High values (greater than five times normal) favor obstruction and normal levels virtually exclude this diagnosis.
Markedly increased in infants with congenital intrahepatic bile duct atresia but is much lower in extrahepatic atresia.
Increased 10 times normal: carcinoma of the head of the pancreas, choledocholithiasis, and drug cholestatic hepatitis.
Fifteen to twenty times increase: primary biliary cirrhosis, primary or metastatic carcinoma.
Increase (3–10 times normal) with only slightly increased transaminases may be seen in biliary obstruction and converse in liver parenchymal disease (e.g., cirrhosis, hepatitis); increased greater than three times normal in <5% of acute hepatitis.
Increased (2–10 times normal; usually 1.5–3 times increase) serum ALP and LD in early infiltrative (e.g., amyloid) and space-occupying diseases of the liver (e.g., tumor, granuloma, abscess).
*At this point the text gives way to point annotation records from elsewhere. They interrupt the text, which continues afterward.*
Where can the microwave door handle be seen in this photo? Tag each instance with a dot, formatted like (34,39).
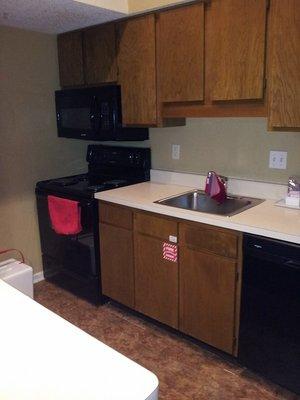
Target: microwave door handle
(93,111)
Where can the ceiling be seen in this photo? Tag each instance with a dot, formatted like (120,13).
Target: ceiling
(57,16)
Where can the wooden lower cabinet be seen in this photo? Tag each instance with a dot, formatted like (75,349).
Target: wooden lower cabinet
(198,293)
(116,253)
(207,297)
(156,281)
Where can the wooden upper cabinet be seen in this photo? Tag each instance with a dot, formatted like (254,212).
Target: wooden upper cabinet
(70,59)
(137,70)
(180,58)
(237,49)
(284,65)
(100,64)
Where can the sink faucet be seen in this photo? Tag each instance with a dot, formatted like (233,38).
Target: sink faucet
(216,186)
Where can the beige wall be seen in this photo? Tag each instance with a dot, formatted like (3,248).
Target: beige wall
(29,148)
(236,147)
(141,5)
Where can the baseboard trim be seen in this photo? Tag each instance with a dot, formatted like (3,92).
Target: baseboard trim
(38,277)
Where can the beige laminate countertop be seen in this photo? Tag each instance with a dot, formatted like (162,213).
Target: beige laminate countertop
(266,219)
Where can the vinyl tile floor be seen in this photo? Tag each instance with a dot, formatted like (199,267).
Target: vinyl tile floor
(186,370)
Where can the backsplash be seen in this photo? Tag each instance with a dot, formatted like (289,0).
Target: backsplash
(235,147)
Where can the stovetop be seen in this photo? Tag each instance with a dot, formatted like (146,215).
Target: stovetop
(109,167)
(83,185)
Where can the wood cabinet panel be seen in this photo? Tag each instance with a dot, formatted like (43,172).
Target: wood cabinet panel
(100,64)
(156,226)
(117,269)
(116,215)
(238,49)
(216,240)
(180,53)
(284,65)
(156,281)
(70,59)
(207,298)
(137,70)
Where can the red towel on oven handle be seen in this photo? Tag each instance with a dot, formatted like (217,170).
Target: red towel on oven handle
(65,215)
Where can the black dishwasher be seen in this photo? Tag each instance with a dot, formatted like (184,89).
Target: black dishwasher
(269,340)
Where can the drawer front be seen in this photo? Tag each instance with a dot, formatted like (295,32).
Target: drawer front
(155,226)
(116,215)
(215,240)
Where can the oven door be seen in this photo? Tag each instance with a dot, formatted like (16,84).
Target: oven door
(72,261)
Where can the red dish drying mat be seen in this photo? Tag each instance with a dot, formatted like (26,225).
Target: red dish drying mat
(64,215)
Increase less than three to four times normal is nonspecific and may occur in all types of liver diseases (e.g., congestive heart failure, infiltrative liver diseases, cirrhosis, acute [viral, toxic, alcoholic] or chronic hepatitis, acute fatty liver).
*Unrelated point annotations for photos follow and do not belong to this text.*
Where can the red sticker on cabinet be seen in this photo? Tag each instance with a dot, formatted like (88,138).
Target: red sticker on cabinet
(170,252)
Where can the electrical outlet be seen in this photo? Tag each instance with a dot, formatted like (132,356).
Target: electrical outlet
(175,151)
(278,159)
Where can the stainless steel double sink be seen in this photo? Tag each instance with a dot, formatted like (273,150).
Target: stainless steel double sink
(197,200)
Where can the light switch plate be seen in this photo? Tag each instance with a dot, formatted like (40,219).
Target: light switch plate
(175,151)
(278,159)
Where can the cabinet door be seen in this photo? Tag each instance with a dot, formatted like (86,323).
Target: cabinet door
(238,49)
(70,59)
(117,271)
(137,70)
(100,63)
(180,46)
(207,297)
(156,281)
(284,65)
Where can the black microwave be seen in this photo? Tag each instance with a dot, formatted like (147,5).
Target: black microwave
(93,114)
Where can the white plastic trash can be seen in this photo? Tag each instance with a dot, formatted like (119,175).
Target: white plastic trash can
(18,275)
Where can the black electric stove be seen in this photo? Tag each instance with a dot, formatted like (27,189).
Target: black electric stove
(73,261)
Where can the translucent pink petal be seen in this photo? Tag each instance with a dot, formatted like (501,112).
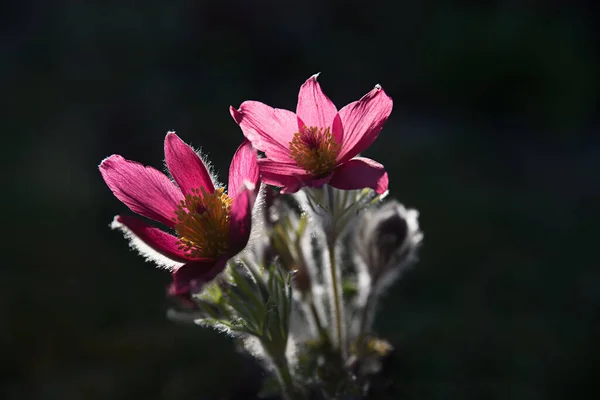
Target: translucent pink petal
(190,278)
(289,177)
(269,129)
(152,242)
(243,169)
(287,183)
(360,173)
(240,220)
(336,128)
(144,190)
(185,165)
(314,107)
(362,121)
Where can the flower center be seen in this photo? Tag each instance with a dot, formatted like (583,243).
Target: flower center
(315,150)
(202,223)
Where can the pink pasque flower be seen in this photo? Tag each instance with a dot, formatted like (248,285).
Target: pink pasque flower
(318,144)
(211,226)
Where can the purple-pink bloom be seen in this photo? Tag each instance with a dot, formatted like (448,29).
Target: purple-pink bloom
(211,226)
(318,144)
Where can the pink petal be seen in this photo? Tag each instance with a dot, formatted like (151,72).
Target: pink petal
(360,173)
(314,107)
(240,220)
(185,165)
(144,190)
(288,176)
(190,278)
(153,243)
(243,169)
(336,128)
(362,121)
(269,129)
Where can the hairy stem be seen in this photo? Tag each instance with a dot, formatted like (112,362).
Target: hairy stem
(335,280)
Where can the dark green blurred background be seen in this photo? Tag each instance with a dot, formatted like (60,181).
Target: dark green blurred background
(493,137)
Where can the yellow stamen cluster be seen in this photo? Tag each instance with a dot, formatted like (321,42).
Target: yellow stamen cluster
(202,223)
(315,150)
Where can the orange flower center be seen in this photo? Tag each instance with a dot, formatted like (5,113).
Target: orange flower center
(202,223)
(315,150)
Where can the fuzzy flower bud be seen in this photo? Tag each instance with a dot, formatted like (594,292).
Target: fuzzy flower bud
(387,240)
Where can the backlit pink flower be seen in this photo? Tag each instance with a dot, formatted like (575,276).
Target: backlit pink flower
(210,226)
(318,144)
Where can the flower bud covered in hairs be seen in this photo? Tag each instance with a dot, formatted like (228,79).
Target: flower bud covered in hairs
(387,240)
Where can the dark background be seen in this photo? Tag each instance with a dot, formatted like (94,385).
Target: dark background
(493,137)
Increased five times normal: infectious mononucleosis, postnecrotic cirrhosis.
Increased ALP (of liver origin) and LD with normal serum bilirubin, AST, and ALT suggest obstruction of one hepatic duct or metastatic or infiltrative disease of the liver.
GGT/ALP ratio >5 favors alcoholic liver disease.
Isolated increase of GGT is a sensitive screening and monitoring test for alcoholism. Increased GGT due to alcohol or anticonvulsant drugs is not accompanied by increased ALP.
Serum 5′-nucleotidase (5′-N) and LAP parallel the increase in ALP in obstructive type of hepatobiliary disease, but the 5′-N is increased only in the latter and is normal in pregnancy and bone disease, whereas the LAP is increased in pregnancy but is usually normal in bone disease. GGT is normal in bone disease and pregnancy. Therefore, these enzymes are useful in determining the source of increased serum ALP. Although serum 5′-N usually parallels ALP in liver disease, it may not increase proportionately in individual patients.
Bilirubin (“bile”) in urine implies increased serum conjugated bilirubin and excludes hemolysis as the cause. Often precedes clinical icterus. May occur without jaundice in anicteric or early hepatitis, early obstruction, or liver metastases. (Tablets detect 0.05–0.1 mg/dL; dipsticks are less sensitive; test is negative in normal persons.)
Complete absence of urine urobilinogen strongly suggests complete bile duct obstruction; is normal in incomplete obstruction and decreased in some phases of hepatic jaundice. Increased in hemolytic jaundice and subsiding hepatitis. Increase may evidence hepatic damage even without clinical jaundice (e.g., some patients with cirrhosis, metastatic liver disease, congestive heart failure). Presence in viral hepatitis depends on the phase of disease (normal is <1 mg or 1 Ehrlich U/2-hour specimen).